What Heavy Rain manages to do well is tell a strong narrative through its gameplay. It does this by using a gesture-based control scheme so that you can really empathize with the characters you control. In the game, you set out to save a young boy who has been kidnapped. The beauty of the game is that all of the decisions you make throughout the game really matter. Making bad decisions could be life threatening; so if a character should perish in Heavy Rain, they are not playable for the remainder of the game. It completely throws out the tried and true “Game Over” screen out of the window and forces you to really think before you act. The one area where the game falls short is in its difficulty, if you are playing reckless and without regard for your decisions, the game is pretty lenient and allows room to rebound from the mistakes. This can be remedied by playing on a higher difficulty setting however.

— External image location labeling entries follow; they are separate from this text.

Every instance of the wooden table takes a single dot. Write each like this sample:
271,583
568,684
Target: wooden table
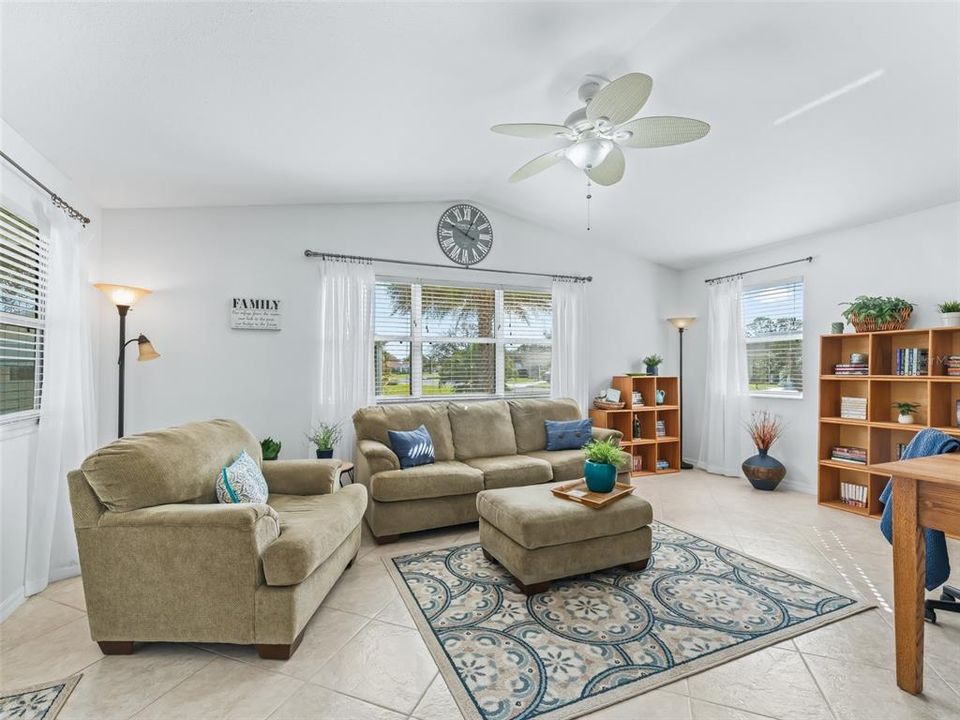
926,494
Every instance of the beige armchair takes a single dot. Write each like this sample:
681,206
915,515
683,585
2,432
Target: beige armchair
163,561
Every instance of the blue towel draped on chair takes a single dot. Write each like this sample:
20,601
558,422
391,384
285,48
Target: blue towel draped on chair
926,442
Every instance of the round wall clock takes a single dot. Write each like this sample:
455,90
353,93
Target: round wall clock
464,234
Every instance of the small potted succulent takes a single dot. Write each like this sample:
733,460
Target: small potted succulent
950,313
604,458
325,436
270,448
653,364
906,411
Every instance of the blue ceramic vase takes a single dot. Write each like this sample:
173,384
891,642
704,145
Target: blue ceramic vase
600,477
763,472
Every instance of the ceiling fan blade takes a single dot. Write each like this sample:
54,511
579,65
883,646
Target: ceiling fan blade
622,99
661,131
610,171
534,130
538,164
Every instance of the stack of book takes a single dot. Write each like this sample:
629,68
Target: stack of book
911,361
851,369
857,456
952,365
853,494
853,408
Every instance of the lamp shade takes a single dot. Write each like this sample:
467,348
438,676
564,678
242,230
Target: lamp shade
681,323
146,350
122,295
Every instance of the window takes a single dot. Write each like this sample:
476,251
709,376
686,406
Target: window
435,340
773,326
23,288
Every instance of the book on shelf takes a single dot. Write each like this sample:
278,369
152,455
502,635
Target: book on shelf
853,494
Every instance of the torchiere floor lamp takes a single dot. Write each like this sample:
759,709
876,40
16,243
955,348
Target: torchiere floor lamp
682,324
124,297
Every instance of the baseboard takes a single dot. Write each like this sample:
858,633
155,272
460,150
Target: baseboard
11,603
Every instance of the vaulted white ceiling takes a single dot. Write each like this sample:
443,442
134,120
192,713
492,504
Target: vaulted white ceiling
149,104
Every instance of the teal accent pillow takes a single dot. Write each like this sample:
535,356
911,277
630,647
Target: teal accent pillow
568,434
242,481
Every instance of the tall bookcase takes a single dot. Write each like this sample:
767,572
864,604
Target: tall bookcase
648,446
881,434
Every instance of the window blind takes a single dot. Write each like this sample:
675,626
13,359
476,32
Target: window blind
773,328
24,256
435,340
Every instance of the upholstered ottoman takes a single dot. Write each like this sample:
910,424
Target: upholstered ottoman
539,537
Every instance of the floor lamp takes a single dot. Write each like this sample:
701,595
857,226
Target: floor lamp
124,297
682,324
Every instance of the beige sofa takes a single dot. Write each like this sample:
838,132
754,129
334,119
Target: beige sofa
163,561
478,446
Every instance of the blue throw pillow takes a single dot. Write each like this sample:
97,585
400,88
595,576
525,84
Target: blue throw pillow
413,448
568,434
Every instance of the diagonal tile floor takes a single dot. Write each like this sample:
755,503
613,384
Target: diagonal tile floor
361,657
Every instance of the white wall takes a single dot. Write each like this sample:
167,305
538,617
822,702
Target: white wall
915,256
196,259
18,442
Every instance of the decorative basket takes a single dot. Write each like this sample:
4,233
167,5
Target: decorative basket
871,325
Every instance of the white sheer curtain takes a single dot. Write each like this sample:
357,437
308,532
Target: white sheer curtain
67,433
723,438
345,346
568,367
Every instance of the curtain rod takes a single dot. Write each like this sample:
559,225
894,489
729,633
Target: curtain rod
809,258
54,198
360,258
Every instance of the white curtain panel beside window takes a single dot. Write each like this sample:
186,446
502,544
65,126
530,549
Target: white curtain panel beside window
67,432
345,346
569,376
723,441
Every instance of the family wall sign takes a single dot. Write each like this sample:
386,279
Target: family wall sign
254,314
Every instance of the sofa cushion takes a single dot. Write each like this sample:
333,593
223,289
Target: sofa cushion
373,423
482,429
426,481
180,464
535,518
512,470
312,527
566,464
528,417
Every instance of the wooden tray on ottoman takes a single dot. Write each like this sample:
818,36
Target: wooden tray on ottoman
577,491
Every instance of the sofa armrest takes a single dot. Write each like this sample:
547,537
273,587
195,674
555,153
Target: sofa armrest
302,477
378,456
606,433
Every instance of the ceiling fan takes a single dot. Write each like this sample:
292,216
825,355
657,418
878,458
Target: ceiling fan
600,129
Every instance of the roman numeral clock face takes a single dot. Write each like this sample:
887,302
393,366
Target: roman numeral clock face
464,234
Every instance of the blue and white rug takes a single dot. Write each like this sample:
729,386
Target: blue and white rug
38,702
598,639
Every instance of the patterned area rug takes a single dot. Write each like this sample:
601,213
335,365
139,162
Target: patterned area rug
39,702
598,639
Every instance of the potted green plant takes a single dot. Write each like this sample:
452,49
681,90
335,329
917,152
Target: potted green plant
906,411
270,448
869,314
950,313
762,470
604,457
653,363
325,436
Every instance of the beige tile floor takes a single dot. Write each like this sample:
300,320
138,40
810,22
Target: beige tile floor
362,658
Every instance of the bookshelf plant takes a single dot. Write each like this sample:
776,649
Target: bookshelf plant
657,449
855,435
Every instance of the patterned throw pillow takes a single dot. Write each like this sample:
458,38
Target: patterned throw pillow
568,434
242,481
413,448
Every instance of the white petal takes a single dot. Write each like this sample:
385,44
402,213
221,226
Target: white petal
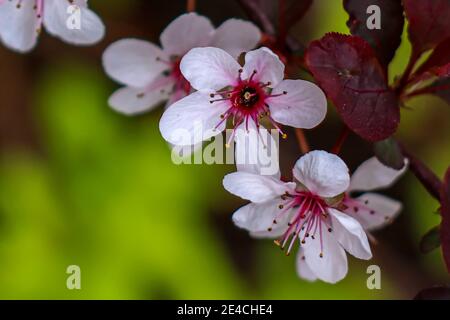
131,101
303,105
372,174
267,65
323,173
175,96
256,151
303,270
192,119
133,62
350,235
209,69
373,211
332,267
236,36
254,187
57,22
18,26
186,32
258,218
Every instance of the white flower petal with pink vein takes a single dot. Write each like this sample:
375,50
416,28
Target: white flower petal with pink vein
256,150
209,69
303,270
323,173
350,234
131,101
303,106
18,25
257,218
332,266
374,211
372,174
133,62
236,36
91,31
254,187
186,32
192,120
267,65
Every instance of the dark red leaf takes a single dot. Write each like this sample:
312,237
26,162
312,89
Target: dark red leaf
430,241
266,13
348,71
435,293
445,223
442,89
429,23
384,41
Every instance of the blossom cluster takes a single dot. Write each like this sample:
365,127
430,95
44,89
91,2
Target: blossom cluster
223,78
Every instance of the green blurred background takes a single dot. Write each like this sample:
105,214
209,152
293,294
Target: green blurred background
80,184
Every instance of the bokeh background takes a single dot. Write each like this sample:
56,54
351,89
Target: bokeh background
80,184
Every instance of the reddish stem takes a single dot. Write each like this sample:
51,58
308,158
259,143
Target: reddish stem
302,141
341,139
281,22
404,80
191,4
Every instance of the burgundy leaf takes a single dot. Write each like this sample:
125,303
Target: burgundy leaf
267,14
442,89
430,241
384,41
429,23
348,71
445,223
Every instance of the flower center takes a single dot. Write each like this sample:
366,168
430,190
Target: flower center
307,216
247,101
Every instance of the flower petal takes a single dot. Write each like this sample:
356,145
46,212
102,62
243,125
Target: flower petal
332,266
350,235
192,120
133,62
267,65
323,173
56,20
18,25
372,174
209,69
186,32
303,270
131,101
373,211
300,104
236,36
256,150
254,187
258,218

Heavy Rain Gameplay Trailer

Heavy Rain has been received well by critics and varies in success with players. This is true for several reasons: the adult themes, the change in theme from the plethora of FPS (First-Person Shooters) that flood the market, and its sophisticated controls that add a deep sense of panic to the gameplay. One thing to note however is the completion rate of the game. The developers have revealed it to be 70% as opposed to the 20% completion rate of other games on the market. Quantic Dream set out to challenge players to play a different type of game, with moral themes and a thought provoking narrative. This undoubtedly lead led to its “M” rating. The main audience for this title is adults who are willing to accept the challenge and ready to embark on a journey not much unlike the ones we live daily.

I think this game should be experienced by anyone who appreciates an engaging narrative. It can be appreciated, not only gamers, but also fans of cinema and other forms of narrative entertainment.  Heavy Rain is an important game because we are all sons and daughters, sisters and brothers and mothers and fathers. Above all else we are people and whether we admit to it or not, we effect one another on several levels- be it a small interaction at the local supermarket or a life changing event- we have an impact on each other's lives.

Heavy Rain does what many other games fail to do. It leaves you contemplating your everyday life choices; how you interact with people, the way others view you and the connections formed with the people you meet. It forces you to question yourself and many aspects of your being, it can also strengthen your beliefs of the way people should be treated. Either way Heavy Rain is an experience meant to challenge you mentally and dares you to answer the question: How far would you go to save someone you love?

Did you play Heavy Rain? If so what do you think of the game?